In Rakhine itself six members of a Hindu family have become the latest victims of the violence. Their bullet-riddled bodies — including three children and a woman — were discovered on Sunday and brought to a hospital in Maungdaw, the main town in northern Rakhine.

The victims had allegedly been shot dead by Rohingya militants on Saturday evening as they tried to flee to Maungdaw, a relative who lived in the town told agencies.

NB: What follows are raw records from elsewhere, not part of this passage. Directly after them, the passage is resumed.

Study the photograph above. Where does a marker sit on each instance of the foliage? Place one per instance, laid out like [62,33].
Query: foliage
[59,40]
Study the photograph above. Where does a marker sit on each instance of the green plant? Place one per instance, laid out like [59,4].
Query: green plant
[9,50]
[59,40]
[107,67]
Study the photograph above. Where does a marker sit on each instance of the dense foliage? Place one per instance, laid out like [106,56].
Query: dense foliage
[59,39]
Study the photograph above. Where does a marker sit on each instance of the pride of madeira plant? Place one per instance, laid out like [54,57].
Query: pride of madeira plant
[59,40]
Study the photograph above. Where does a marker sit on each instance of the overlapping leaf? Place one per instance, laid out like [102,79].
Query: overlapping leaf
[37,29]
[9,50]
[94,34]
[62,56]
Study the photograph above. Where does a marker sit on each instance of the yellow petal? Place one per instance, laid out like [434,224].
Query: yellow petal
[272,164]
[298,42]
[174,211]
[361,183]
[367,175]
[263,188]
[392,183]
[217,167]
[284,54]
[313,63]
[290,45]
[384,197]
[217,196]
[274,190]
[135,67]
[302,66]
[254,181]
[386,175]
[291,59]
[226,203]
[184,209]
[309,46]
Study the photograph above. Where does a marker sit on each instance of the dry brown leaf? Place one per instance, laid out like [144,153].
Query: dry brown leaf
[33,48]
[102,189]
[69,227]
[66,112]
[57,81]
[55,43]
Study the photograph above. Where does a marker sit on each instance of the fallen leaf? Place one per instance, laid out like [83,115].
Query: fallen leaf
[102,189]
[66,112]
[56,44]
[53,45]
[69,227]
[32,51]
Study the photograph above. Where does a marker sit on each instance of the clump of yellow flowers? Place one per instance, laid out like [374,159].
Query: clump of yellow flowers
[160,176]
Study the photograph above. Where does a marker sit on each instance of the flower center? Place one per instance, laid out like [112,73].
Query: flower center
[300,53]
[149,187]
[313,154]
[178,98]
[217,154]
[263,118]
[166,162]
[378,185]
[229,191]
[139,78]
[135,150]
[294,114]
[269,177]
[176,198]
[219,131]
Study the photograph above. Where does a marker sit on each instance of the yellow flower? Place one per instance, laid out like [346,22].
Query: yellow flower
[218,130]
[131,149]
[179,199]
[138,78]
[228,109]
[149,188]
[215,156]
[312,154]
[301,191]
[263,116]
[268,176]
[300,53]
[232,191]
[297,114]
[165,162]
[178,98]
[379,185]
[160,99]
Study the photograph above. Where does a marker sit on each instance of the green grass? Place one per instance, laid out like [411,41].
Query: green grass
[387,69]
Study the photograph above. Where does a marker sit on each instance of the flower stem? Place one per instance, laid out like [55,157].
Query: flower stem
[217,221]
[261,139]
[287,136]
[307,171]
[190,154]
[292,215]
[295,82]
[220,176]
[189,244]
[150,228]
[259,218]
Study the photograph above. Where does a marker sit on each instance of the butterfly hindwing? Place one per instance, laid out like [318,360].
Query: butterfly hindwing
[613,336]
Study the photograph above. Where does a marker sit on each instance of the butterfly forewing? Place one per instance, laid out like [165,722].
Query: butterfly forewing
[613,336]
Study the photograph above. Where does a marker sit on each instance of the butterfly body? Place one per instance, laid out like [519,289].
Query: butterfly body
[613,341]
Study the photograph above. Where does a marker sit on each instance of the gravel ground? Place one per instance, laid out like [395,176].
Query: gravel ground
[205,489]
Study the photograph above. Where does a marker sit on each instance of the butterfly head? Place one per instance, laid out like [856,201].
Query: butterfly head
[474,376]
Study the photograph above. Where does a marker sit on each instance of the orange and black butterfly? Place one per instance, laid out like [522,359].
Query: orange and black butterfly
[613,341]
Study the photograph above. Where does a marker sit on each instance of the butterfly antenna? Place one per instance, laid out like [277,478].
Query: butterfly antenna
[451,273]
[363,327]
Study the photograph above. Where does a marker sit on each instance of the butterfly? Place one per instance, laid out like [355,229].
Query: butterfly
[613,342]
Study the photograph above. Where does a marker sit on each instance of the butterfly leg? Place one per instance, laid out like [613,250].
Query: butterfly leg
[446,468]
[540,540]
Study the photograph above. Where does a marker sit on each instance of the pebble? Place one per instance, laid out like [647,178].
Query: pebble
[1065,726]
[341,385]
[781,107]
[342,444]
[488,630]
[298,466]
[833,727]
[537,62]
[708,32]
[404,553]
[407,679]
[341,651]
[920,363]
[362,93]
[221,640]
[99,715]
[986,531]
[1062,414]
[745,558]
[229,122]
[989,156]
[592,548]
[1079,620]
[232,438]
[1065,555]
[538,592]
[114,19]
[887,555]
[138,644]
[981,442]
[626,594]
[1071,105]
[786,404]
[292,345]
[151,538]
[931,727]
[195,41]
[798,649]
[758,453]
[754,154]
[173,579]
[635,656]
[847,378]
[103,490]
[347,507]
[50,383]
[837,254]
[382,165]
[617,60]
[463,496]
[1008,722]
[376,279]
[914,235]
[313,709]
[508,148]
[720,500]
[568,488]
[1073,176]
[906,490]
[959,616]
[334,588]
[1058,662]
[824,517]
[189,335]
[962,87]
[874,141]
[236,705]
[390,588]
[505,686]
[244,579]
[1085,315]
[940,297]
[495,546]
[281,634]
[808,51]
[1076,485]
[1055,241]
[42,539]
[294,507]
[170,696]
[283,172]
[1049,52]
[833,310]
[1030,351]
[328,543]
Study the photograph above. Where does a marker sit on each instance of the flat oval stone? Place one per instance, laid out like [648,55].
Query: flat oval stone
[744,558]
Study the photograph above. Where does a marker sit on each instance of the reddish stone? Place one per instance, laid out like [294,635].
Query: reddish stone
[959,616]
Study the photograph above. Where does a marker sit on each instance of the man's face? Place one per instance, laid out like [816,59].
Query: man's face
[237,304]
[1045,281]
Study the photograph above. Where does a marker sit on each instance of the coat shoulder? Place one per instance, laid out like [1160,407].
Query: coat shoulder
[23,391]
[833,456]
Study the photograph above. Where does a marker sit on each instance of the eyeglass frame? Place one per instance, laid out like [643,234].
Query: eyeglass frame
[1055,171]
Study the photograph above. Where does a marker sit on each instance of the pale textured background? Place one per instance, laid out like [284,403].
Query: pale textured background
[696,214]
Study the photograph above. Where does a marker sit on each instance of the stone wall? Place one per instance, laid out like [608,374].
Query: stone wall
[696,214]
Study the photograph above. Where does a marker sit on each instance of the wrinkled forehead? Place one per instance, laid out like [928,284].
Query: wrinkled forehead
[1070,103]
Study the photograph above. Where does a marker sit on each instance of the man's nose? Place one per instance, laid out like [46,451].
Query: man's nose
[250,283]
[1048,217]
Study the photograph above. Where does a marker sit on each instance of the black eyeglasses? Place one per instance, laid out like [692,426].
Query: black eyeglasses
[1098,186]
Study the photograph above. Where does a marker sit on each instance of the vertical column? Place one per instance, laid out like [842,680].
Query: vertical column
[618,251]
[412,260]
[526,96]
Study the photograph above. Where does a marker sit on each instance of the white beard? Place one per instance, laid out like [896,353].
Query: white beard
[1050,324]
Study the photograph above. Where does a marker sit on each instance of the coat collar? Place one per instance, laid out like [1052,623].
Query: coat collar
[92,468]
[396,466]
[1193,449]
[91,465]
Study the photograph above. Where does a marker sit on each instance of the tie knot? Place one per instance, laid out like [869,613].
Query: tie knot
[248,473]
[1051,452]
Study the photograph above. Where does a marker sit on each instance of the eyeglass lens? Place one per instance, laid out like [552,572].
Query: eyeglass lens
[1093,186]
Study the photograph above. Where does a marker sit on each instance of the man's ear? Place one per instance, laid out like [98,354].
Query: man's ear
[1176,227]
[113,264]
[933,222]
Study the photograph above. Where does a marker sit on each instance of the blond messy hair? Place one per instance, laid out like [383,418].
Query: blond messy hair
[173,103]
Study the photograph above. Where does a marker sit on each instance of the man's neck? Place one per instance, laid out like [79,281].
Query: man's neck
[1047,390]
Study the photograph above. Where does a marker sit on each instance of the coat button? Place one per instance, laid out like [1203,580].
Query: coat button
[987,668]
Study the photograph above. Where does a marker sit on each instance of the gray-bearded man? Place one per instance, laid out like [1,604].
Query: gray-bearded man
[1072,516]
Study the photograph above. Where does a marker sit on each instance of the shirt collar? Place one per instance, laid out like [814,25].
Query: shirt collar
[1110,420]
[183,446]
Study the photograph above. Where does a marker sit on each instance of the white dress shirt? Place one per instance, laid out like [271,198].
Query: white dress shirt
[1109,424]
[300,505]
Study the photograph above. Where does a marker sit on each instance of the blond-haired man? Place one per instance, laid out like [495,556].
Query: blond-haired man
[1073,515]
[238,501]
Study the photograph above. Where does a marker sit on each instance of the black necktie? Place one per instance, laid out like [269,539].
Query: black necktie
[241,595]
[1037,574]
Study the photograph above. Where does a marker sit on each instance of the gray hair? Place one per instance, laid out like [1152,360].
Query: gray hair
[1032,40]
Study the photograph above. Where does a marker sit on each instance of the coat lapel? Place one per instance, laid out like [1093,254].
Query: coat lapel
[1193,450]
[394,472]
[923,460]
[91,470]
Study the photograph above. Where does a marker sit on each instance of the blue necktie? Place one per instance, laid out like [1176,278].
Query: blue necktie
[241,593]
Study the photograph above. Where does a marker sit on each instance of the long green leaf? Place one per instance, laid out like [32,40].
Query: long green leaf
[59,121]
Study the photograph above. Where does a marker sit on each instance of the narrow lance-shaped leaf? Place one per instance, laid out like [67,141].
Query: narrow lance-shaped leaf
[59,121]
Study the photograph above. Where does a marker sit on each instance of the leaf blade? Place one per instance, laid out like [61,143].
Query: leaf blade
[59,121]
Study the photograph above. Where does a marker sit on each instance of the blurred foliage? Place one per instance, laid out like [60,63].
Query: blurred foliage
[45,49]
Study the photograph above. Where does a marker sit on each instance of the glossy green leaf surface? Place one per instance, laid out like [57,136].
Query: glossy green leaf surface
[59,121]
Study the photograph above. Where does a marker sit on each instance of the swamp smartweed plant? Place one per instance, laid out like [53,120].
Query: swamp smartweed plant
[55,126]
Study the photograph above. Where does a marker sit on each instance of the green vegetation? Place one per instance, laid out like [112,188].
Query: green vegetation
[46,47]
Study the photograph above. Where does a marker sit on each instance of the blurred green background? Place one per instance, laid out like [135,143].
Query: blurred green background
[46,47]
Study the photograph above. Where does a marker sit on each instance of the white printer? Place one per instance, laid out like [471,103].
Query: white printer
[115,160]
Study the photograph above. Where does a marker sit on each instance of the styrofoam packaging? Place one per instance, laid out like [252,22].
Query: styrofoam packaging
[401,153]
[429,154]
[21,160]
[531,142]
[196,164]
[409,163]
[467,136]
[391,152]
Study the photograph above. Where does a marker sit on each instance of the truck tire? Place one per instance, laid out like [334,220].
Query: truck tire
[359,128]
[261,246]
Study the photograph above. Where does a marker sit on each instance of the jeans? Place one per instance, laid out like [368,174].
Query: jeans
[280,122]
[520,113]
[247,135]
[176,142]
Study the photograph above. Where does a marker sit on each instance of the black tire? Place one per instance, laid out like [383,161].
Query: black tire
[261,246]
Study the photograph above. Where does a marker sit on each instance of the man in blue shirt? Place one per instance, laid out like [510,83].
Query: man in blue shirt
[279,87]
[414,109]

“We were still in contact with them yesterday by phone before they were killed. Now their dead bodies are in this hospital,” the distraught man told an agencies reporter.

The office of Myanmar’s civilian leader Aung San Suu Kyi posted pictures of some of the victims on its Facebook account, saying two women and four children survived the ambush and alerted authorities.

Myanmar’s Rohingya are the world’s largest stateless minority and endure severe restrictions on their movements.

Northern Rakhine has been stalked by violence since last October, with civilians trapped between security forces and the militants — who are accused of conducting a shadowy assassination campaign against perceived collaborators with the state.

Rohingya, meanwhile, live in fear of police and troops.

“They arrest and beat whoever they see along the way,” a man, who gave his first name as Anawar, told an agency Sunday morning by phone.

“Not everyone is terrorist,” he added. “We want a peaceful and calm society.”